Irish manufacturing activity experienced a significant contraction in July, as global demand weakened due to the rapid increase in interest rates. The latest monthly reading of Irish factories, as indicated by the AIB Purchasing Managers’ Index, revealed that new orders declined for the fifth consecutive month, reaching the sharpest contraction so far this year. Meanwhile, demand from overseas also fell, albeit at a slower rate. The decline in new export orders marked the fourteenth consecutive monthly decrease, but it was the weakest in 2023 to date.
The overall index for July stood at 47, down from 47.3 in June. A reading below 50 indicates a decline in factory activity. AIB chief economist Oliver Mangan commented that the ongoing contraction in Irish manufacturing activity aligns with the trend observed in most other economies, reflecting a global downturn in the sector, particularly in Europe.
The Irish manufacturing survey is part of a series of monthly surveys conducted in nearly every economy worldwide. The findings highlight the impact of rapid interest rate hikes in Europe and the US, which the European Central Bank (ECB) and the US Federal Reserve may interpret as evidence that their inflation-taming policies are effective. These global central banks aim to curb demand without pushing economies into severe recessions and driving up unemployment rates. However, critics argue that this approach carries the risk of sinking economies further.

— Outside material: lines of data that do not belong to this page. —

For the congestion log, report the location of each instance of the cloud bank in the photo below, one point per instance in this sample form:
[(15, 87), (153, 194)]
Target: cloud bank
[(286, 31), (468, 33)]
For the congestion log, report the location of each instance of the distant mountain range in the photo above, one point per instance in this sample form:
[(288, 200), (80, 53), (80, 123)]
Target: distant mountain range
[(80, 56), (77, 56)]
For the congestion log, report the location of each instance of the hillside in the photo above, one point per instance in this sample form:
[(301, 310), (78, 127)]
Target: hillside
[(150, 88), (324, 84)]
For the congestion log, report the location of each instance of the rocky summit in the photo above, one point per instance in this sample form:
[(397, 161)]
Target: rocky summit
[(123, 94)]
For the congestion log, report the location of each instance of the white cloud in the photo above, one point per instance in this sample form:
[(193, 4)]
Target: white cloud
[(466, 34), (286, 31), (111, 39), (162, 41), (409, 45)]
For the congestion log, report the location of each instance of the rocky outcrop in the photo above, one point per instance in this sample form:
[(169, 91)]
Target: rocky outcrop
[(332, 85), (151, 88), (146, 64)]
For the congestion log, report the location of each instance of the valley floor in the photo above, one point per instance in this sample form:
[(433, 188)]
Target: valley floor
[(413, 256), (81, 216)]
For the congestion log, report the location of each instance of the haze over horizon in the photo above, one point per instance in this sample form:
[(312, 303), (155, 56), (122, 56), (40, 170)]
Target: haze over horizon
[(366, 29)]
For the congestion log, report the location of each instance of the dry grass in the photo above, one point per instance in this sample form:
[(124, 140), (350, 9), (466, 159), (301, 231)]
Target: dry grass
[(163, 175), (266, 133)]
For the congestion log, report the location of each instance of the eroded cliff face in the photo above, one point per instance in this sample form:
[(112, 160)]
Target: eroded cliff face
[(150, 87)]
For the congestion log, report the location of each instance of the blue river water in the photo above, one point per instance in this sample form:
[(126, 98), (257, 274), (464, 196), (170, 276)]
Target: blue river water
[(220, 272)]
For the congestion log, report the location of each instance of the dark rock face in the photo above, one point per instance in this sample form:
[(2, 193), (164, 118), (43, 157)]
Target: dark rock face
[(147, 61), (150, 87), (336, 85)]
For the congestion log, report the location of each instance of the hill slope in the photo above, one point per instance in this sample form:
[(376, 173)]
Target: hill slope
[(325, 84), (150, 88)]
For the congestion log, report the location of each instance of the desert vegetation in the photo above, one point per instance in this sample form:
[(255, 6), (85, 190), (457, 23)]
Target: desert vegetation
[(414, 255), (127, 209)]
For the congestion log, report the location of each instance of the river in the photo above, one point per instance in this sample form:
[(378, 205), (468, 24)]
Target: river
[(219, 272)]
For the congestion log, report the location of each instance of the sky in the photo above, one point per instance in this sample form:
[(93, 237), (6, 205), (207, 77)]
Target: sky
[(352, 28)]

Despite the challenging conditions, there is some positive news on the employment front in Irish manufacturing. The latest survey indicates an increase in manufacturing employment during the month. Additionally, factories reported a decline in input costs and attempted to pass on some of these savings to their clients. Purchasing managers in Ireland expressed optimism that demand would improve, although their confidence levels remained historically subdued, according to the survey.